Prioritäten in der Vergangenheit gesetzt
Umso geeigneter daher die Bezeichnung „Truly“, die nicht zufällig denselben Namen trägt wie seine 1982er-Erfolgssingle, die ihm eine Solokarriere bescheren würde, an die er nicht in seinen kühnsten Träumen gedacht hätte. Von den mehr als 500 Seiten des wuchtigen, aber zumeist kurzweiligen Schmökers befassen sich fast 400 mit der ersten Hälfte seines Lebens, wodurch die inhaltliche Gewichtung keine Zweifel offenlässt, wo in der nostalgischen Rückreise die Prioritäten gesetzt sind. Besonders interessant sind – wie immer bei derartigen Büchern - weniger die Auflistungen allzu großer Erfolge, als die Offenlegung der Gründe und Inspirationen, die erfolgreiche Menschen schlussendlich erfolgreich machen.
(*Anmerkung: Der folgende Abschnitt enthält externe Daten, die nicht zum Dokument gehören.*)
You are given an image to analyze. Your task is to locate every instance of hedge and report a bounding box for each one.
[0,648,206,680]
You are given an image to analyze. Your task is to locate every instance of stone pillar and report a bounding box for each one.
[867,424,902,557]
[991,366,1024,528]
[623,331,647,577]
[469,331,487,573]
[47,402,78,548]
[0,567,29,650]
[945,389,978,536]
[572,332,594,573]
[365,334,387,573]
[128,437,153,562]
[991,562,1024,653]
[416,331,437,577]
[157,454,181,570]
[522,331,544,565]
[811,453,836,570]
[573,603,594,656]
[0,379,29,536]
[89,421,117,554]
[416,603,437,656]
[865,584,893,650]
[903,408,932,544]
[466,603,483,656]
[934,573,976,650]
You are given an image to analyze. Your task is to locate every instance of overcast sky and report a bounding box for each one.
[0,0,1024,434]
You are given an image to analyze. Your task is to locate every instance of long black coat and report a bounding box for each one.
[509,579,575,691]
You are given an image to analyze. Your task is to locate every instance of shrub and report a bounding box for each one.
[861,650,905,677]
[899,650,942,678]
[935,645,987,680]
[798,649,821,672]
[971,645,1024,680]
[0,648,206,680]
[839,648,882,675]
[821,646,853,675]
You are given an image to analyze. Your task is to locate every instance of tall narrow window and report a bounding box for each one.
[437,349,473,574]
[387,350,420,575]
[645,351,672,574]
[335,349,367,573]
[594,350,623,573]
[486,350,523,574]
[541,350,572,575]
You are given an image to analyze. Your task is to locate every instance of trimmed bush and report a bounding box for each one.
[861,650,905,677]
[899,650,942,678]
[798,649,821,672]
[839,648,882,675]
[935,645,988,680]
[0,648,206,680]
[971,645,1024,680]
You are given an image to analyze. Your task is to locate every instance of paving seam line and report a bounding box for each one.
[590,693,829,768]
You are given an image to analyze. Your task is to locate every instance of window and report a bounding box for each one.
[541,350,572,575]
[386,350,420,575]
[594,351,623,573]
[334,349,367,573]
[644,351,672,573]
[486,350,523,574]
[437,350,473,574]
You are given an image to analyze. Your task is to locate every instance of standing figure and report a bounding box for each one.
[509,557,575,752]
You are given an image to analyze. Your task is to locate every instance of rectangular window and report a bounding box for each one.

Im Fall von Richie reisen wir etwa weit zurück in die 50er-Jahre seiner alten Heimat Tuskegee in Alabama, wo Rassismus und gegenseitige Ressentiments noch üblich waren.

Richie wächst in einer finanziell stabilen Mittelklassefamilie auf, ist aber nicht davor gefeit, schon als kleiner Junge diffamiert zu werden. Detailliert gibt er Einblicke in Wesen und Charakter der einzelnen Familienmitglieder, welche Stärken und Schwächen er von ihnen übernommen oder geerbt hat und wie ihn das für seine musikalische Karriere prägte. Es geht viel um die inneren und internen Hürden, die er als naturgemäß schüchterner Mensch mit einer Überdosis ADHS durchtauchen musste, um sich sein Leben so richten zu können, wie er es immer für richtig hielt. Besonders eindrucksvoll gerät etwa das ausgebreitete Karrierekapitel über die legendäre Soul-Combo The Commodores. Wie man untereinander aus Freundschaft heraus eine Karriere bildete, sogar direkt in der Nachbarschaft angrenzende Häuser kaufte, mit den legendären Jackson 5 tourte, aber jahrelang erfolglos blieb, bis man – durch Richies Songwriting-Gabe – Mitte der 70er-Jahre endlich durchstartete.

Schwere Entscheidungen
Mit weltbekannten Faserschmeichlern wie „Easy“, „Three Times A Lady“ oder „Still“ sorgte Richie fast im Alleingang dafür, dass er und seine Kumpels Ende der 70er-Jahre kurzzeitig die Soul- und R&B-Welt beherrschen würden. Auf der Reise mit seiner Band bekommt man im Buch ein gutes Gespür für die damalige Musikindustrie rund um Motown und wie sich Geschäftliches schon früh in das Kreative mischte. Ab 1982 startete Richie eine noch erfolgreichere Solokarriere, für die er nicht nur seine Band, sondern auch langjährige Freund- und Seilschaften opferte. Man merkt beim Lesen immer wieder, wie schwer ihm die Entscheidung fiel, die er lange vor sich herschob, obwohl sie berufstechnisch immer unvermeidlich war. Der Name seines 1983 erschienenen, zweiten Soloalbums „Can’t Slow Down“ sollte in weiterer Folge programmatisch werden. Mit Fortdauer der Jahre wird Lionel bewusst, dass der größte Preis für ein ständiges Leben auf der Überholspur das permanente Verpassen der Gegenwart ist.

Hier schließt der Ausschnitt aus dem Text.